A la réponse d’un invité sur l’importance de fermer les frontières pour éviter l’arrivée massive de migrants, Fatou Diome a présenté l’homme “blanc” comme un poisson rouge : « Monsieur, vous ne resterez pas comme des poissons rouges dans la forteresse Européenne ! A l’heure d’aujourd’hui, l’Europe ne sera plus jamais épargnée, tant qu’il y aura des conflits ailleurs dans le monde (…) Alors il faut arrêter l’hypocrisie, on sera riche ensemble ou on se noiera tous ensemble !  »
Vous trouverez un article de l’Humanité où elle répond à un entretien après cette émission
Mais revenons à sa réponse à Mouloud Achour où elle explique qu’elle n’a pas peur de Marine Le Pen :
« Non je n’ai pas peur d’elle !
Vous savez le rejet a toujours peur de l’amour.
Moi je suis une fille, je suis venu en France par amour.

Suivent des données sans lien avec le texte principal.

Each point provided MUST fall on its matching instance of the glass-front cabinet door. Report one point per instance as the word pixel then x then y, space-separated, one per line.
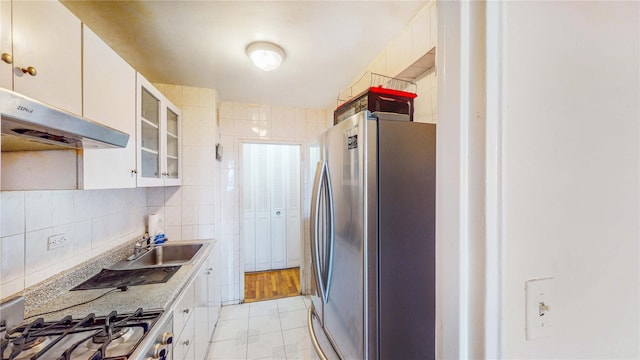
pixel 149 136
pixel 158 160
pixel 172 155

Donc rien, aucune haine, aucun rejet ne me fera rejeter la France.
Et quand vous dites cela, vous faites peur aux sectaires, vous faites peur aux populistes.

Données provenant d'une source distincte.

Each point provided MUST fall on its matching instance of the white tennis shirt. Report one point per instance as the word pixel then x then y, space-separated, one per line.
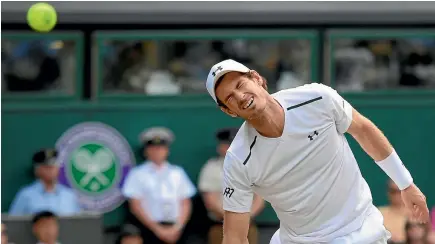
pixel 309 174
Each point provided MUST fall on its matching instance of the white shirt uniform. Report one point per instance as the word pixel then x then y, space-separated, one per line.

Parce que moi, quand je dis cela, je m’accroche aux lumières européennes.
Quand je dis cela, je dis vos idées ténébreuses ne peuvent pas enterrer Montesquieu.
Vos idées ténébreuses ne feront pas enterrer Marianne.

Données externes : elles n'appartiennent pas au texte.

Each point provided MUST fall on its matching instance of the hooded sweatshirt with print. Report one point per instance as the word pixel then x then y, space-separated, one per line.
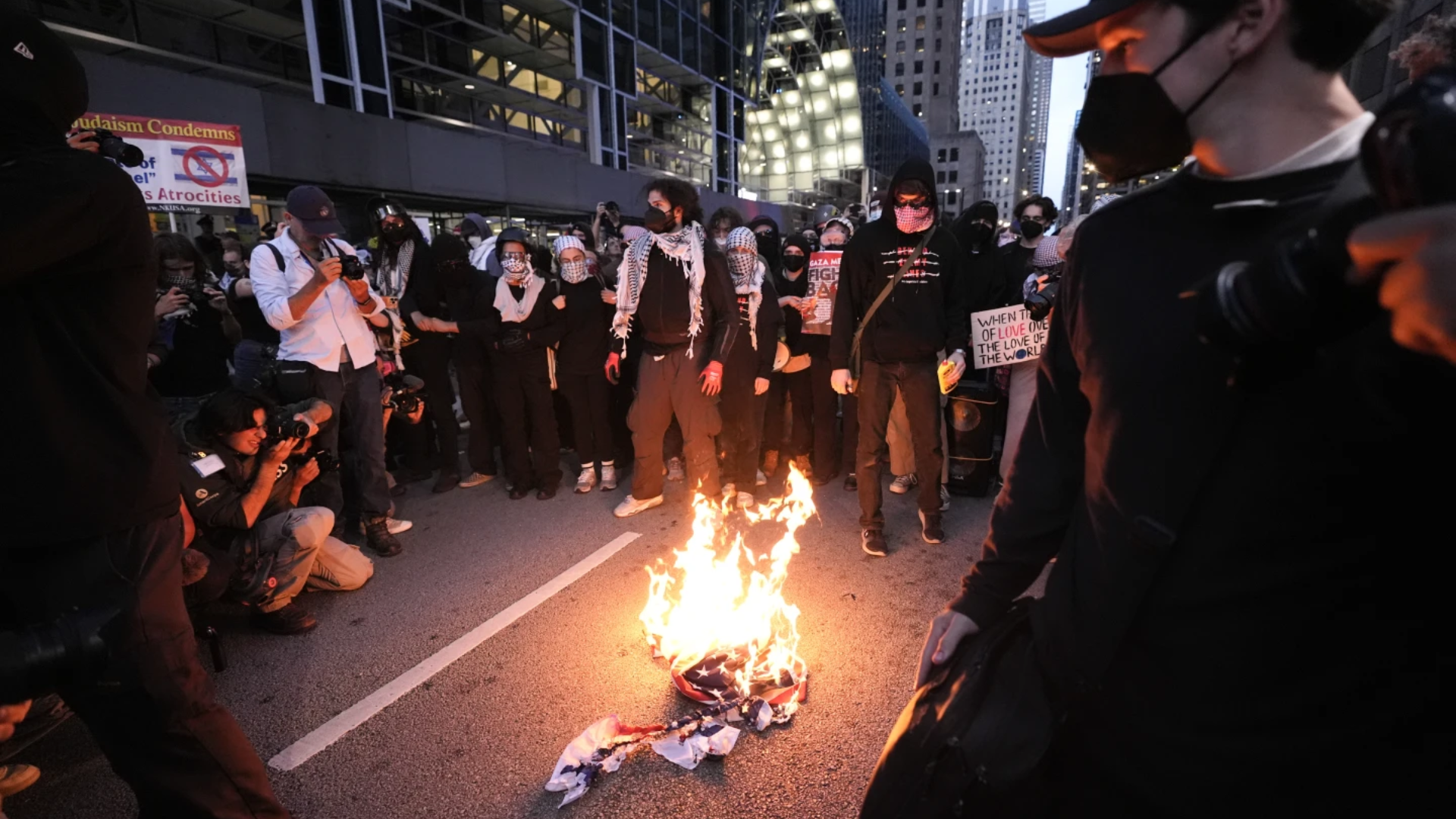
pixel 925 314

Vos idées ténébreuses n’empêchent pas que cette République a mis Marie-Antoinette au trou et Victor Hugo au Panthéon, il y a des raisons à cela.
L’amour est plus fort que la haine.
Et la culture est toujours plus forte que l’ignorance.
Je crois à une France lumineuse qui se battra toujours pour ses valeurs.
C’est pour cela que je la respecte.
Et je la somme de me donner une preuve que tout ce qu’elle m’a enseigné est absolument véridique.
Je la somme de me montrer qu’elle est à la hauteur de son histoire lumineuse et humaniste.
[…]
Je veux que la France de Victor Hugo me dise que le simple rejet des misérables d’aujourd’hui ne justifie pas le racisme
La liberté gagné à la guerre, cette liberté-là n’est pas que pour que les enfants blancs de Marianne.
Cette liberté là c’est pour tous les enfants de Marianne et tous ceux qui sont morts au front pour la défendre et pour la léguer à leurs enfants.
Je suis une de ces enfants »
Le journal l’Humanité, déjà cité, raconte son histoire :
Fatou Diome est une enfant de l’amour et du scandale. Ses parents avaient (?) 18 ans, ils s’aimaient et n’étaient pas mariés. Elle naît en 1968 à Niodior, (?) une île de pêcheurs du Sénégal. Élevée par sa grand-mère, Aminata, sa référence, elle fréquente l’école en cachette et devra se débrouiller pour aller au collège.
Commencent les petits boulots, elle n’a pas encore 14 ans.
Fatou veut être professeur de français. Elle va à l’université de Dakar. En 1994, elle arrive en France, suivant l’homme qu’elle aime et a épousé. Rejetée par sa belle-famille, elle divorce et poursuit ses études à l’université de Strasbourg. À nouveau les galères: ménages, gardes, cours … pour payer son agrégation ? de français et sa thèse de lettres.
En 2001, Fatou publie un recueil de nouvelles, « la Préférence nationale».
Elle connaît la consécration, dès 2003, avec son premier roman, « le Ventre de l’Atlantique », traduit dans plus de 20 langues. « Je n’étais pas une femme de ménage devenue écrivain, j’étais une étudiante qui faisait des petits boulots », répond-elle à ceux qui veulent faire de son parcours un conte de fées.
Si vous voulez voir l’émission du Gros journal de Canal dans son intégralité : http://www.dailymotion.com/video/x5fpitw_le-gros-journal-avec-fatou-diome-l-integrale-du-22-03-canal_tv
Elle vient de publier un nouveau livre dont parle l’émission de Canal + : <Marianne porte plainte !>, il est paru en mars 2017
Voilà ce que j’avais envie d’écrire comme mot du jour avant le vote du 7 mai 2017.